Jerusalem’s particular significance stems from two factors: Its historical, spiritual, economic and administrative centrality to all Palestinians and the fact it has been the holy grail of Israel’s settler colonialism in Palestine for the last 75 years.

Israel’s motive in the Palestinian city is maximum land with an absolute Jewish majority. For this to take place, much work has to be done; namely, ensuring the territorial continuity between the massive illegal Jewish settlement of Ma’ale Adumim and Jerusalem.

Israel’s motives are not a secret. A long report by the Zionist Jerusalem Centre for Public Affairs champions and illustrates Tel Aviv’s objectives in detail. The report warns against allowing “security and urban discontinuity between Jerusalem and Ma’ale Adumim, or the reversion of Jerusalem to a border-town status … that would preclude the city’s eastward development.”

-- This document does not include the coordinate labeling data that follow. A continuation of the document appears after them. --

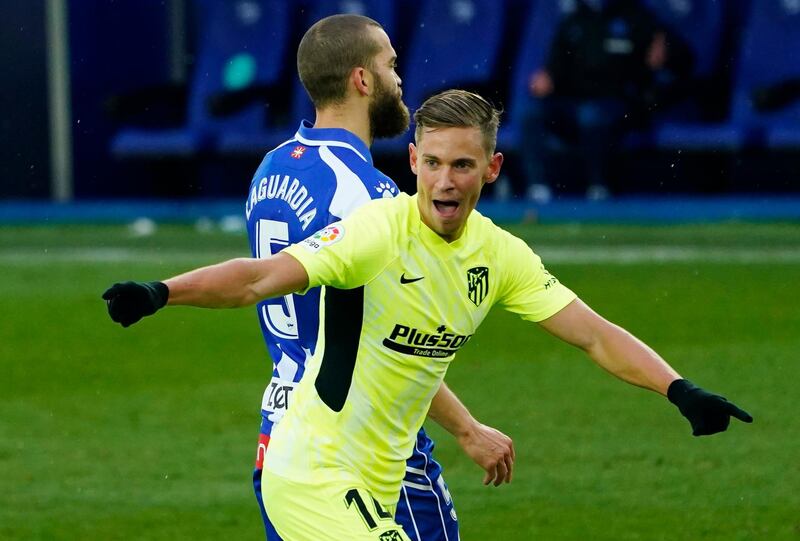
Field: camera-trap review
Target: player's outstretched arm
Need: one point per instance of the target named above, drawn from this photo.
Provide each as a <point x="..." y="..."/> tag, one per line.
<point x="631" y="360"/>
<point x="488" y="447"/>
<point x="234" y="283"/>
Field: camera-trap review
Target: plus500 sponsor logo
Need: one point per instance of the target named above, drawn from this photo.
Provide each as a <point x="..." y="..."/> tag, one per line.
<point x="413" y="341"/>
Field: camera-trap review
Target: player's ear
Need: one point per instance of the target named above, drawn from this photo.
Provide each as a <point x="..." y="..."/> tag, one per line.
<point x="493" y="169"/>
<point x="360" y="79"/>
<point x="412" y="157"/>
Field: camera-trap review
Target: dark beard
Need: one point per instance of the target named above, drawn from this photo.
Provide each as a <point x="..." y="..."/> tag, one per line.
<point x="388" y="115"/>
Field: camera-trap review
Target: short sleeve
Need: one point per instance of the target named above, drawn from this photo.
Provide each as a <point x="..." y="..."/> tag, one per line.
<point x="349" y="253"/>
<point x="527" y="288"/>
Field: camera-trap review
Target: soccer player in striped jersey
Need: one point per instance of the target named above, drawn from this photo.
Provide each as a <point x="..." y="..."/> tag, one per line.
<point x="319" y="176"/>
<point x="422" y="273"/>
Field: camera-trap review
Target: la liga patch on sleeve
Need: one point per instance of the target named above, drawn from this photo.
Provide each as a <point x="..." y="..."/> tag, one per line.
<point x="324" y="237"/>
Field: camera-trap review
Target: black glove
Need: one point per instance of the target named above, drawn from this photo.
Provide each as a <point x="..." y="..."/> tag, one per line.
<point x="707" y="412"/>
<point x="129" y="302"/>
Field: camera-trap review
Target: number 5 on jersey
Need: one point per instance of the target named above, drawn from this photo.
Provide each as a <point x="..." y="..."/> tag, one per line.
<point x="280" y="319"/>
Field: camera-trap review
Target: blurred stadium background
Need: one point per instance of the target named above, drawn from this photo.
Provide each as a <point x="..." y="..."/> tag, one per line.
<point x="130" y="131"/>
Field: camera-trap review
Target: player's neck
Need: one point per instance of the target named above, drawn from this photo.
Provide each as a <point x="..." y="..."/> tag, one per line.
<point x="352" y="119"/>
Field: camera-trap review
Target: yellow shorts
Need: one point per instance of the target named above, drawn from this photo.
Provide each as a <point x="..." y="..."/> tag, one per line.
<point x="327" y="511"/>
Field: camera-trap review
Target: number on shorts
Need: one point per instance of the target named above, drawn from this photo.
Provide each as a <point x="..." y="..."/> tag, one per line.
<point x="354" y="497"/>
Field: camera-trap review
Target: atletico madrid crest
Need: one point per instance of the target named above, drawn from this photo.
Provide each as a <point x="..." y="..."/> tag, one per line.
<point x="477" y="284"/>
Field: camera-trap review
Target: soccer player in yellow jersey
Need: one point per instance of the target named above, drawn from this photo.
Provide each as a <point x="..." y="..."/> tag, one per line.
<point x="427" y="268"/>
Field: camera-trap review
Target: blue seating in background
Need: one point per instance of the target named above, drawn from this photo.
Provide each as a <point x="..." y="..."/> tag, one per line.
<point x="243" y="44"/>
<point x="770" y="55"/>
<point x="240" y="44"/>
<point x="453" y="44"/>
<point x="767" y="55"/>
<point x="538" y="31"/>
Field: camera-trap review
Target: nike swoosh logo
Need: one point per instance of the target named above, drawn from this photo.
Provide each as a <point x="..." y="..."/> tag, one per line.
<point x="404" y="280"/>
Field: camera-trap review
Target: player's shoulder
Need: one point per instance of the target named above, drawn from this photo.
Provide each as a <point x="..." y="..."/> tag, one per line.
<point x="490" y="234"/>
<point x="377" y="184"/>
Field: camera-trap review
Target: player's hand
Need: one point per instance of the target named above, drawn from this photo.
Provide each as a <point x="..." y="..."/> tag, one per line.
<point x="707" y="412"/>
<point x="491" y="450"/>
<point x="128" y="302"/>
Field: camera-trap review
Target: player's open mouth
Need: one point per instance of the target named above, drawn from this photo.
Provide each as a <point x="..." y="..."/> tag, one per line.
<point x="446" y="208"/>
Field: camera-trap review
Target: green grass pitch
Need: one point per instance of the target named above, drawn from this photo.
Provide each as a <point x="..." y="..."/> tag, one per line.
<point x="149" y="433"/>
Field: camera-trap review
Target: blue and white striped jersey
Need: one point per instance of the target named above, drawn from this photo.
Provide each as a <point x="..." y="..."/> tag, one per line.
<point x="318" y="177"/>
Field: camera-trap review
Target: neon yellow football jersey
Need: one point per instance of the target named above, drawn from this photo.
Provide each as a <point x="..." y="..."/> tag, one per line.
<point x="413" y="301"/>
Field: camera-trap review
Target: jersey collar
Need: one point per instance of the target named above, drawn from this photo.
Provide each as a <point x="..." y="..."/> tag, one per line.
<point x="308" y="135"/>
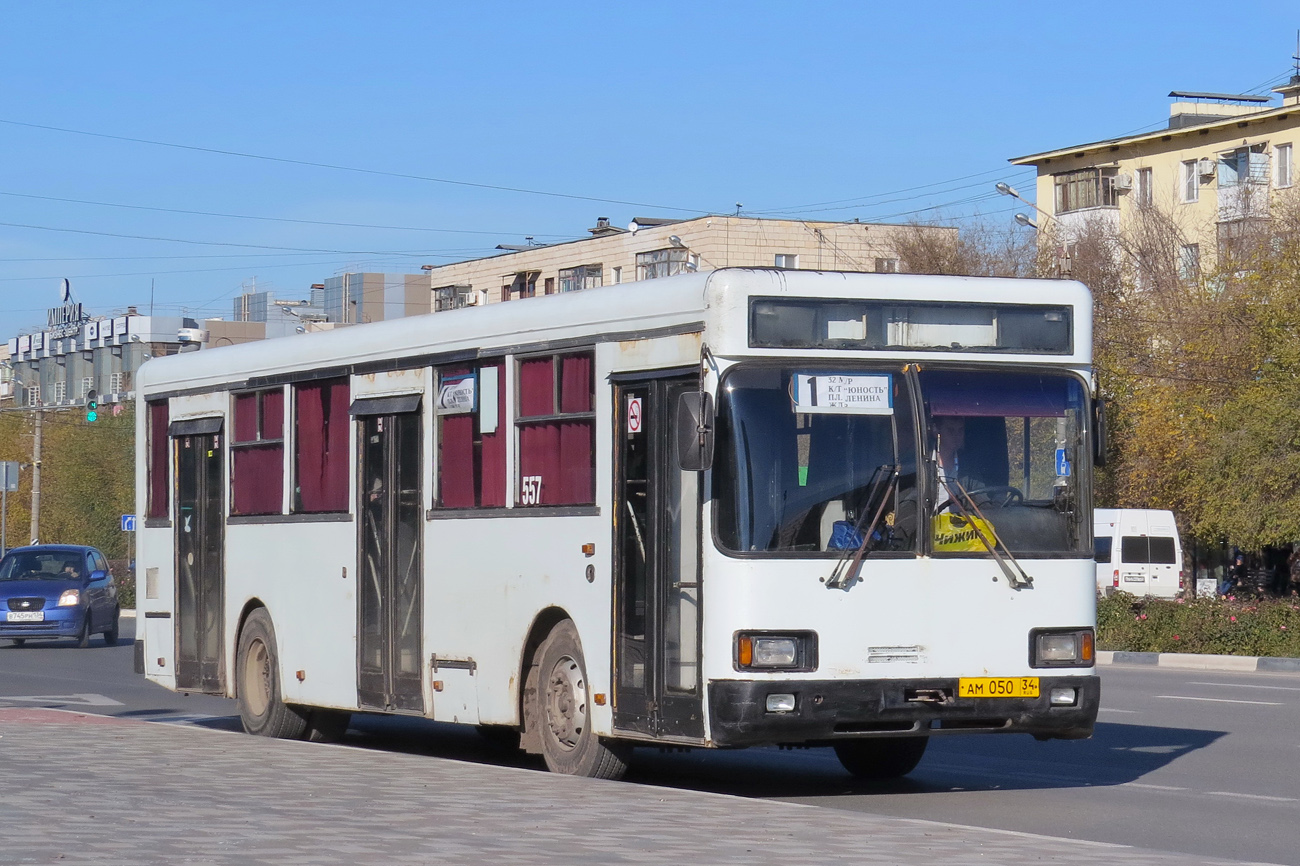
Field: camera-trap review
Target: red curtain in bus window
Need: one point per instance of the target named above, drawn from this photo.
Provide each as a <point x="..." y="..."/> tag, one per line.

The reference to “eastward development” is particularly dangerous, as many illegal Jewish settlements have been deliberately planted in various parts of the West Bank, all the way to the Jordan Valley, for the sole purpose of linking them up, thus dividing the West Bank into two main regions, south and north.

Considering the current administration and “security” divisions of the West Bank, a major territorial division would deny Palestinians any sense of physical continuity, let alone statehood. In other words, apartheid would become permanent and, from Israel’s perspective, sustainable.

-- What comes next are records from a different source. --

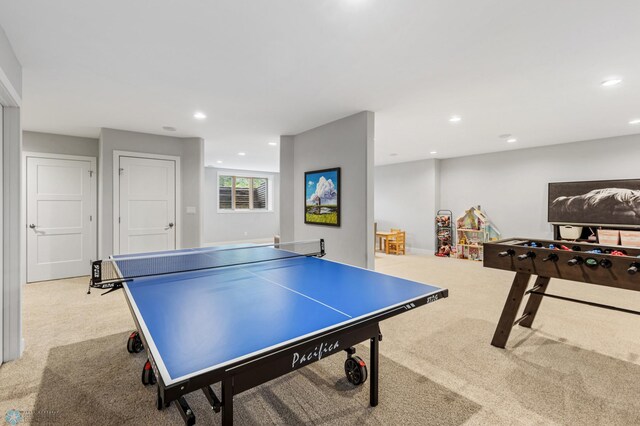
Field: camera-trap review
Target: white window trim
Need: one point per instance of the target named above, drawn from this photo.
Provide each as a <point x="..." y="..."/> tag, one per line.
<point x="270" y="194"/>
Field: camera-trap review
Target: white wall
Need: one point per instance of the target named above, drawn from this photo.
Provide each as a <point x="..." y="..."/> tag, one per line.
<point x="10" y="68"/>
<point x="190" y="151"/>
<point x="345" y="143"/>
<point x="405" y="198"/>
<point x="59" y="144"/>
<point x="512" y="186"/>
<point x="238" y="226"/>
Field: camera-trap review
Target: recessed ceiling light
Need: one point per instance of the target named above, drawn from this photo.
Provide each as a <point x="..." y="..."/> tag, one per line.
<point x="611" y="82"/>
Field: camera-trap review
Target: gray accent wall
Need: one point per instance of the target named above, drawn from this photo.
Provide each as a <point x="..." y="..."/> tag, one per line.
<point x="512" y="185"/>
<point x="346" y="143"/>
<point x="59" y="144"/>
<point x="191" y="153"/>
<point x="287" y="208"/>
<point x="222" y="227"/>
<point x="13" y="261"/>
<point x="406" y="198"/>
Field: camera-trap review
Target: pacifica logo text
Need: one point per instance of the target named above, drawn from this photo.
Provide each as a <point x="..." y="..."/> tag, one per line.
<point x="313" y="354"/>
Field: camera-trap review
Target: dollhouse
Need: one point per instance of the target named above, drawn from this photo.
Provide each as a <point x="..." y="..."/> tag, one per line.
<point x="473" y="229"/>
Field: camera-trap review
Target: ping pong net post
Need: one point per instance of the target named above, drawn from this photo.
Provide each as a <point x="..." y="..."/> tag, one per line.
<point x="110" y="274"/>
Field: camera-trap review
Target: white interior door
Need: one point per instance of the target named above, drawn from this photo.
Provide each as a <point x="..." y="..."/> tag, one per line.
<point x="60" y="214"/>
<point x="147" y="205"/>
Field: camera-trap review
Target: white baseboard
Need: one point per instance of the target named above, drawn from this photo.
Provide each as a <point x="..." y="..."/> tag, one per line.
<point x="250" y="241"/>
<point x="415" y="250"/>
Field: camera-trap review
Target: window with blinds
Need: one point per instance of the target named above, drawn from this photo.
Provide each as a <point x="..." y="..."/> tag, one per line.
<point x="243" y="193"/>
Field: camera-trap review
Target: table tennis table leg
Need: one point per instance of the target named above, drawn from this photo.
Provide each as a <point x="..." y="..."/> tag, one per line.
<point x="227" y="401"/>
<point x="373" y="370"/>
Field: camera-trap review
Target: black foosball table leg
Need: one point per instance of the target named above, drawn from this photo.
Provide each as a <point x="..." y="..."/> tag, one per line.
<point x="531" y="308"/>
<point x="510" y="310"/>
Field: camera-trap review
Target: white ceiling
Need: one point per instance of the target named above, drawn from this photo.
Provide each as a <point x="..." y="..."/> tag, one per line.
<point x="260" y="69"/>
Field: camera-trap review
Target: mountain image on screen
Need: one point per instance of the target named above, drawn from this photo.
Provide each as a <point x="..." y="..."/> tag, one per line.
<point x="584" y="202"/>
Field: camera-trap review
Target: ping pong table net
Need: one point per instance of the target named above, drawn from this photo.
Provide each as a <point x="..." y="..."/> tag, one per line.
<point x="113" y="272"/>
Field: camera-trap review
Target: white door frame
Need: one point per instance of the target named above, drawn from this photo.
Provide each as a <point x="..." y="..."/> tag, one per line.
<point x="94" y="192"/>
<point x="13" y="235"/>
<point x="116" y="193"/>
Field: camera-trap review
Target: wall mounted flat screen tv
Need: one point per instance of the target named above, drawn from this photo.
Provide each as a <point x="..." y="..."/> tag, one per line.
<point x="604" y="202"/>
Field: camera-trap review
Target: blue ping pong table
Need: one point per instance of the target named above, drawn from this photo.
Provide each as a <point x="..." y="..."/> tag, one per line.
<point x="265" y="314"/>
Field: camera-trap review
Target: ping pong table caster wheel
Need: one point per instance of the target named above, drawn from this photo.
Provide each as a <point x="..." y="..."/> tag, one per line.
<point x="148" y="378"/>
<point x="134" y="343"/>
<point x="356" y="370"/>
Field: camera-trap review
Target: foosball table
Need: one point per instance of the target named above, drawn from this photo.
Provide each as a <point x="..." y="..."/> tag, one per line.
<point x="609" y="266"/>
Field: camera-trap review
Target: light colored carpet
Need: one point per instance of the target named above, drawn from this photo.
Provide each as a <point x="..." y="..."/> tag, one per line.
<point x="578" y="365"/>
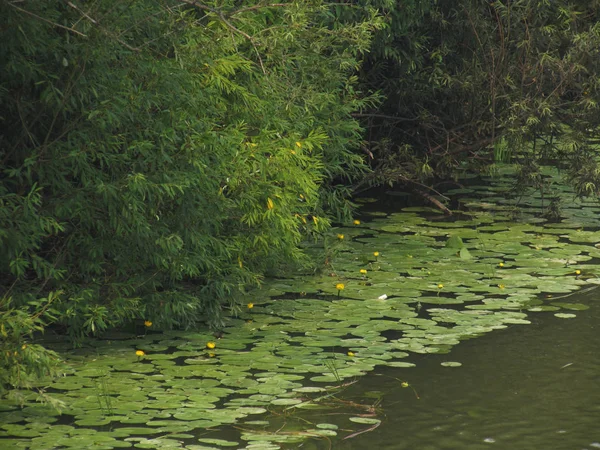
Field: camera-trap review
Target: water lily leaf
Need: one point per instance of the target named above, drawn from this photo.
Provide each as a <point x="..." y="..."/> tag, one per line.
<point x="219" y="442"/>
<point x="451" y="364"/>
<point x="364" y="420"/>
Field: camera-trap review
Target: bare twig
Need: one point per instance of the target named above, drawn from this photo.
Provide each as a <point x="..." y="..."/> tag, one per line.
<point x="72" y="30"/>
<point x="229" y="25"/>
<point x="104" y="30"/>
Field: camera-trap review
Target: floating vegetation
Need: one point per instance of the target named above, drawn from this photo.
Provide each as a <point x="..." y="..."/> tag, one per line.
<point x="404" y="284"/>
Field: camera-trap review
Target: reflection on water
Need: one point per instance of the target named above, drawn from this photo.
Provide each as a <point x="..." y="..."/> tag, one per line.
<point x="525" y="387"/>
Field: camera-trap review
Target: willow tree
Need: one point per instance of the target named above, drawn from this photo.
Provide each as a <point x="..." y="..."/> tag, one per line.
<point x="473" y="82"/>
<point x="158" y="158"/>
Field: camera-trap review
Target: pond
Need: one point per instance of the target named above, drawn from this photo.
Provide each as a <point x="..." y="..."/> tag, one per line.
<point x="419" y="332"/>
<point x="525" y="387"/>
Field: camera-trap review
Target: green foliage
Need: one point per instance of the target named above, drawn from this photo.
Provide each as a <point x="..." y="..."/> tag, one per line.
<point x="159" y="158"/>
<point x="23" y="363"/>
<point x="478" y="82"/>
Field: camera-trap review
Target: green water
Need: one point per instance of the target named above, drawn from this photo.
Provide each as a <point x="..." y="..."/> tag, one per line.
<point x="512" y="303"/>
<point x="525" y="387"/>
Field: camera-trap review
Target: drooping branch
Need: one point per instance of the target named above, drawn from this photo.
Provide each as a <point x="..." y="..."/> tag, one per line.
<point x="229" y="25"/>
<point x="72" y="30"/>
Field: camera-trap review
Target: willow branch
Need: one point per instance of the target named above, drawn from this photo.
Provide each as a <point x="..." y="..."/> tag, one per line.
<point x="105" y="31"/>
<point x="72" y="30"/>
<point x="229" y="25"/>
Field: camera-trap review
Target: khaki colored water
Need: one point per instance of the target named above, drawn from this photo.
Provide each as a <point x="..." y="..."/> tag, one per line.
<point x="523" y="388"/>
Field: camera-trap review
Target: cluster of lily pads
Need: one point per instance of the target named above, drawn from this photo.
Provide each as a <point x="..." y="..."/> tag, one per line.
<point x="399" y="283"/>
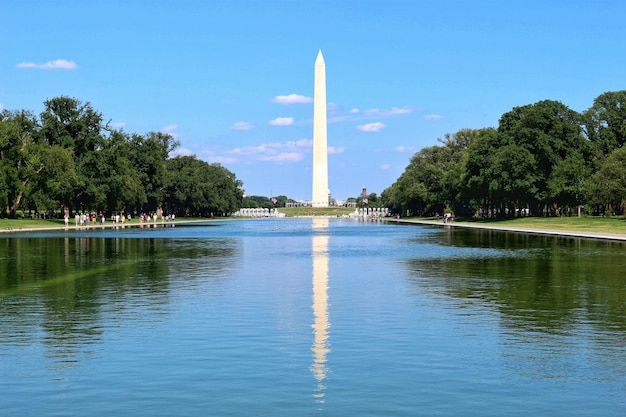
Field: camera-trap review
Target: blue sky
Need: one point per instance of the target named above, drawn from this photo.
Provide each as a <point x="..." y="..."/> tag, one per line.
<point x="232" y="80"/>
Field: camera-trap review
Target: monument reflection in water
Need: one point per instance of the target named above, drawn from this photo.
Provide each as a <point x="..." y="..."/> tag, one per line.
<point x="321" y="323"/>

As for the westward expansion, connecting Ma’ale Adumim to the so-called metropolitan Jerusalem through construction in E1 would help Israel achieve a fundamental component of its expansionist strategy. According to the Zionist Jerusalem Centre, such a merger would “incorporate both settlement and security as two vital, complementary components of Israel’s national interest”.

And, wherever there is Israeli construction in occupied Palestine, there is always the destruction of Palestinian properties and the confiscation of land.

According to the Office of the EU Representative in Palestine, 28,208 illegal settlement units “were advanced” in the West Bank, including East Jerusalem, in 2022, compared to 22,030 in 2021. An even higher number is expected in 2023.

As for Palestinian home demolitions, the UN Office for the Coordination of Humanitarian Affairs paints a grim picture. In the first quarter of 2023 alone, 290 Palestinian structures across the West Bank, including East Jerusalem, were demolished or seized. This represents an increase of 46 per cent compared to the same period last year.

East Jerusalem has seen a major share of this destruction, specifically 95 homes and other structures between Jan. 1 and March 28, according to the World Council of Churches. The outcome has been the displacement of 149 Palestinians, including 88 children.

The price of Israel’s major plans in East Jerusalem and the rest of the West Bank is not just humanitarian. It is essentially political, aimed at cutting off Palestinian communities from one another, isolating Jerusalem completely and ensuring a Jewish demographic majority for generations to come.

Though Blinken tries to emphasise the threat of such actions to the two-state solution, the real danger lies in the fact that these measures threaten the very fabric of Palestinian society and the political future of the Palestinian people.

Israel’s quest to reactivate its E1 plan requires not just mere condemnation, but tangible and decisive action, especially as Benjamin Netanyahu’s far-right government is more out of control than ever before.